Ya se ha hecho costumbre en esta pequeña geografía nacional conocer de procesos judiciales relacionados, sobre todo, con sonados casos de corrupción y crímenes que generan serias dudas y cuestionamientos por decisiones de jueces y autoridades que no se sujetan al derecho aplicable, menos aún a valores y principios para garantizar el interés general, sino que obran en función de intereses políticos, económicos o de grupos, ejerciendo así un activismo judicial por demás cuestionable. Lo cierto es que hay autoridades, jueces y funcionarios que aprovechan los resquicios de la ley, se saltan la norma o la interpretan antojadizamente, todo para favorecer a los corruptos antes que, para honrar el significado de ser funcionario público entregado a la causa de la justicia. Preocupa que cada vez más sepamos de casos de prevaricato, hábeas corpus amañados, desacatos de autoridades a sentencias judiciales, impunidad, politización de la justicia.
Al tratar de la Función Judicial y Justicia Indígena, la Constitución pomposamente determina, entre otras cosas: “La potestad de administrar justicia emana del pueblo y se ejerce por los órganos de la Función Judicial y por los demás órganos y funciones establecidos en la Constitución” (art. 167); sobre las garantías básicas del derecho al debido proceso consta: “Ser juzgado por una jueza o juez independiente, imparcial y competente” (art. 76.7). La Constitución además contiene medio centenar de disposiciones directamente relacionadas con la justicia, establece, así mismo, múltiples principios orientadores de la tarea juzgadora y de administración de justicia, ejemplo: “Los órganos de la Función Judicial gozarán de independencia interna y externa. Toda violación a este principio conllevará responsabilidad administrativa, civil y penal de acuerdo con la ley” (art. 168.1). A todo esto, se agrega la Ley Orgánica de la Función Judicial, reglamentos específicos e innumerables resoluciones de órganos de la misma Función. El reto es pasar de lo que está escrito en el papel a la práctica, para que no nos gane la anarquía.
Los problemas de la administración de justicia pueden deberse a falta de normas adecuadas, a diseño errado y mal funcionamiento de las instituciones o, a los funcionarios que allí se desempeñan, pero, sobre todo, debido a esta última razón, ya que son personas las que diseñan políticas, normas e instituciones, y son quienes las hacen funcionar. Cabe reconocer que hay excelentes funcionarios con una carrera judicial y desempeño intachables, pero como no todo es color de rosa, la triste realidad muestra que también existen funcionarios judiciales con fuertes vinculaciones políticas, carentes de preparación adecuada, producto de concursos dudosos, con rendimiento deficiente en calidad y cantidad. Los malos funcionarios no deben seguir allí, pues son los más peligrosos porque perjudican la imagen institucional y enlodan el quehacer de una de las funciones públicas que por su naturaleza y trascendencia en una democracia debe ser transparente para generar confianza en un clima de seguridad permanente.

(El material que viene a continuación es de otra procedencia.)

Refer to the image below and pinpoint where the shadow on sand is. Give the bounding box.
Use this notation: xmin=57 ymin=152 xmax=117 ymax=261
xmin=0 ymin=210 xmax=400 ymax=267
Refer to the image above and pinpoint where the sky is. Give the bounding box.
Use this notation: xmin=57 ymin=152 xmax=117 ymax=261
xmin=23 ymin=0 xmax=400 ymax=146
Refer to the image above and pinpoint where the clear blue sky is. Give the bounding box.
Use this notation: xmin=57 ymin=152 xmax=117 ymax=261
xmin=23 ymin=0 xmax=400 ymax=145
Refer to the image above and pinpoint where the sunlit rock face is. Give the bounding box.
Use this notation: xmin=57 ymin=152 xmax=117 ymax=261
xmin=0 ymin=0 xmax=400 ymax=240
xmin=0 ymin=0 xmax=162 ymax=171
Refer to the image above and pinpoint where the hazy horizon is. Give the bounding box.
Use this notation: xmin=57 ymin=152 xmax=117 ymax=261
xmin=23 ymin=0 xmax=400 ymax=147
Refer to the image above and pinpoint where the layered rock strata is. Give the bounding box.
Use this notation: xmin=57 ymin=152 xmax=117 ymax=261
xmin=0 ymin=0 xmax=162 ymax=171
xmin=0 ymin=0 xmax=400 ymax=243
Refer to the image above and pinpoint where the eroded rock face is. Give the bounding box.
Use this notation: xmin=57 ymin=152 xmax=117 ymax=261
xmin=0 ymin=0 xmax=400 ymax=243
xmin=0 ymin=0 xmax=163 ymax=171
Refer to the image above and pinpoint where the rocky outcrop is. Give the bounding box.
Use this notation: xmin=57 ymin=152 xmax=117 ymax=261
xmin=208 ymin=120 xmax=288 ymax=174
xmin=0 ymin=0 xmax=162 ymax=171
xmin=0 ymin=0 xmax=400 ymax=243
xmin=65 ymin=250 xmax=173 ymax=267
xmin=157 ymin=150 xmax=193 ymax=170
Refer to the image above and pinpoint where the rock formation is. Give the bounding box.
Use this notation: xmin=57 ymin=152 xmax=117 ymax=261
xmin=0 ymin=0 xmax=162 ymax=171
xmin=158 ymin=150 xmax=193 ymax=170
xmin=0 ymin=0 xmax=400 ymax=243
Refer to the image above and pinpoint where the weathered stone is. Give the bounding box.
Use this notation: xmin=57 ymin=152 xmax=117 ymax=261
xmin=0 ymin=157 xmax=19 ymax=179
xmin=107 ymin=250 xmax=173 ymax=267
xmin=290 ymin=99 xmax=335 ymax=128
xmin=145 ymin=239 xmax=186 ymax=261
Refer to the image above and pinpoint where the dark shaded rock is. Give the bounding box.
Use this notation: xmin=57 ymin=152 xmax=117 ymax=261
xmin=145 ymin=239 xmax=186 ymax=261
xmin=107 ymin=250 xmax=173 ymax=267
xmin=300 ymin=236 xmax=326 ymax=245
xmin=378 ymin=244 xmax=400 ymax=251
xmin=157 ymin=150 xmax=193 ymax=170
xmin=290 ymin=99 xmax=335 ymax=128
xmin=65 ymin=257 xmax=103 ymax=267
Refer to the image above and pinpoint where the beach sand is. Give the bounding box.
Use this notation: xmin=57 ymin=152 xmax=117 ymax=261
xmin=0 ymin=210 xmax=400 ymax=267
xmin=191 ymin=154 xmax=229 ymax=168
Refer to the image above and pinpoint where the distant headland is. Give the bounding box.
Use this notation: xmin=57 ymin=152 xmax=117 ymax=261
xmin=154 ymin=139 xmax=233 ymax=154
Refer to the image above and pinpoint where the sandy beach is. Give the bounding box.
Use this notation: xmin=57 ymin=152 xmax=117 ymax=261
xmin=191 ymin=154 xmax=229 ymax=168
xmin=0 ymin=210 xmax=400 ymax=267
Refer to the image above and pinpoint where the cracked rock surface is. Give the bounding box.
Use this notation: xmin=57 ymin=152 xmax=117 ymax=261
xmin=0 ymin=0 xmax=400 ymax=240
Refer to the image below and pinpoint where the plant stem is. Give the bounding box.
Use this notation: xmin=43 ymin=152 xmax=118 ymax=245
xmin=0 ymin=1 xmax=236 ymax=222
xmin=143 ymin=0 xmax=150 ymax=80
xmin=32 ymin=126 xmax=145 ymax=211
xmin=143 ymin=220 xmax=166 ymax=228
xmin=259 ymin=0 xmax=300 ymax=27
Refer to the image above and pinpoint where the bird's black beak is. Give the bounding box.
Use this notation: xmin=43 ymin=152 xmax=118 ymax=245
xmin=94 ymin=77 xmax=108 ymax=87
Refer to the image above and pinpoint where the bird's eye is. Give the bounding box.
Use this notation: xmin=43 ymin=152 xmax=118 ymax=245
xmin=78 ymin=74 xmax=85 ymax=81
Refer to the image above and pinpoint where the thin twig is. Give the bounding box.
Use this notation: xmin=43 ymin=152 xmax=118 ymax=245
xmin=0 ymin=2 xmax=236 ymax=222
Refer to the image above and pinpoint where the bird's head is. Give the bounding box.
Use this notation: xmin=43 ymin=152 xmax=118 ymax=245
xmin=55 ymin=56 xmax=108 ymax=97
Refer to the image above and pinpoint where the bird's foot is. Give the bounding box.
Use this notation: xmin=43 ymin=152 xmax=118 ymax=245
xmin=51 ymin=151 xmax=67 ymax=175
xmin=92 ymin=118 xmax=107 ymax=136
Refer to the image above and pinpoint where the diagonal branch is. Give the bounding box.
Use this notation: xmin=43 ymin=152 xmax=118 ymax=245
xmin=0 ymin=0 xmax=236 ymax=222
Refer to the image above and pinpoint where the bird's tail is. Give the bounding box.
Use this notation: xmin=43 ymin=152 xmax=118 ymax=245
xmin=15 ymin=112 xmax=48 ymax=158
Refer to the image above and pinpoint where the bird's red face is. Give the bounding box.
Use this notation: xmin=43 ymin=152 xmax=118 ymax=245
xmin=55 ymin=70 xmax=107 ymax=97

La factura de una justicia frágil es impagable. ¿Qué hacer ante esta grave realidad? Urge remozar las políticas del sector para propiciar la independencia judicial y la ética en todos los espacios, la optimización de recursos y la eficiencia. A la par se debe mejorar radicalmente los procesos de selección y promoción, fortalecer la capacitación y actualización de conocimientos -en esta tarea las universidades deben jugar un rol preponderante-, optimizar los procesos de evaluación de desempeño, lo disciplinario; además, hay que fortalecer los sistemas informáticos, la conectividad, y concretar el expediente electrónico. Las soluciones y medidas pueden ser diversas, ya que la justicia tiene que ver con muchos frentes como la democracia, recuperación económica, desarrollo social y confianza en el país. Con decisión política y compromiso es posible lograr cambios importantes en este frente tan sensible y vulnerable.